The dwindling US troop presence in Afghanistan is hampering the Pentagon’s ability to train and monitor local security forces, a government watchdog report warned Friday.
Since local Afghan National Defense and Security Forces (ANDSF) assumed responsibility for their country’s security, taking over from NATO forces at the start of 2015, US troop numbers have dropped to 9,800 — and are set to fall further still to 5,500 by next year.
“With fewer forces in theatre, the United States military has lost much of its ability to make direct observations, provide tactical mentoring, and collect reliable information on ANDSF capability and effectiveness,” John Sopko, the Special Inspector General for Afghanistan Reconstruction (SIGAR), wrote in his quarterly report to Congress.
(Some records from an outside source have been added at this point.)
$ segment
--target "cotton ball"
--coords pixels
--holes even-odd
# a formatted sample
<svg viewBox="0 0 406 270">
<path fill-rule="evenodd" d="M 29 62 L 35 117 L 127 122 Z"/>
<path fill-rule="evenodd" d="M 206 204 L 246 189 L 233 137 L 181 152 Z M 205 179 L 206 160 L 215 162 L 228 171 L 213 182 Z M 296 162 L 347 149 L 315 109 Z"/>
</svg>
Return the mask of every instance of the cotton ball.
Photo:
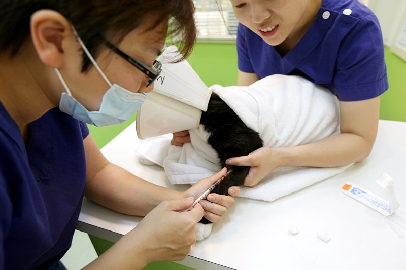
<svg viewBox="0 0 406 270">
<path fill-rule="evenodd" d="M 328 243 L 328 241 L 331 239 L 330 235 L 327 234 L 325 230 L 321 230 L 317 233 L 316 234 L 317 238 L 320 240 L 322 240 L 326 243 Z"/>
<path fill-rule="evenodd" d="M 299 233 L 299 229 L 296 225 L 292 224 L 289 227 L 289 233 L 291 235 L 297 235 Z"/>
</svg>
Sopko’s report comes at a dangerously fragile time for Afghan security.
Despite 15 years of war, the Taliban remain a major threat and has hit local troops hard, including in the brief capture of the major city of Kunduz, jolting confidence Afghan government forces can hold their own.
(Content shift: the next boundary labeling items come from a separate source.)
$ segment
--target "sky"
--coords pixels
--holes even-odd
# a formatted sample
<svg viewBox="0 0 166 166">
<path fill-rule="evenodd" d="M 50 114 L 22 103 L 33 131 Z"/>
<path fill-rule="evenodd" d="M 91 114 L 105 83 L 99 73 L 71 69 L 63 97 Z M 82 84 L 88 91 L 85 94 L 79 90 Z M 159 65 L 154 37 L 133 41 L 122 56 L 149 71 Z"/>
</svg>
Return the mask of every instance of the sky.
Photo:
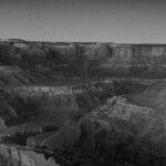
<svg viewBox="0 0 166 166">
<path fill-rule="evenodd" d="M 0 0 L 0 39 L 166 43 L 166 0 Z"/>
</svg>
The United States estimates about 5,500 Afghan security forces were killed last year alone and, Sopko warned, no one seems to know exactly how many are left.
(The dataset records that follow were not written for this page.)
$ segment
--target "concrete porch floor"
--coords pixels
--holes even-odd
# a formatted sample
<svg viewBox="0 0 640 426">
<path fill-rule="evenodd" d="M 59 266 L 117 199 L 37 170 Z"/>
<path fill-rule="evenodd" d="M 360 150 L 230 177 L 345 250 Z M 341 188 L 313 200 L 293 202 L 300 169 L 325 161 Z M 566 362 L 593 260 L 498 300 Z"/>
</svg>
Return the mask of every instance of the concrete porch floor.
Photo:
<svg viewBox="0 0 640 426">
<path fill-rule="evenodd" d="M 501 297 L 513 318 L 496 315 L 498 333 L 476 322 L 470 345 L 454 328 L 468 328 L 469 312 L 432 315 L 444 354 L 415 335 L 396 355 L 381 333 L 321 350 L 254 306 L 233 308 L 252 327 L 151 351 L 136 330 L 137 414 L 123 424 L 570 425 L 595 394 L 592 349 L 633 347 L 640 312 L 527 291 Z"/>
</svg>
“More troubling is SIGAR’s assessment that neither the United States nor its Afghan allies know how many Afghan soldiers and police actually exist, how many are in fact available for duty, or, by extension, the true nature of their operational capabilities,” the SIGAR report states.
In addition, America’s shrinking presence means US troops are less able to have an impact on the ground while at the same time the capability of local forces has not risen to fill the gap.
“The ANDSF will be increasingly left not only with their own capability gaps in air support, signals, intelligence, and other areas highlighted by US commanders but without the ability to call on US and coalition military components for help,” the report states.
Sopko has been a vociferous critic of United States efforts to restore security to Afghanistan, especially through reconstruction.
He has penned multiple reports blasting bureaucrats for shoddy record-keeping and oversight and has criticised the Afghan government for waste and corruption.
Spoko said Congress has appropriated approximately $113 billion for Afghanistan reconstruction. About $10 billion remains to be disbursed.
“The reconstruction effort in Afghanistan is in a perilous state,” Sopko said.
“Afghanistan has had the lead responsibility for its own security for more than a year now, and is struggling with a four-season insurgency, high attrition, and capability challenges.”
In all, the United States has spent about $1 trillion in fighting and reconstruction during the years it has been in Afghanistan.
Some 2,200 US lives have been lost in the longest war in US history.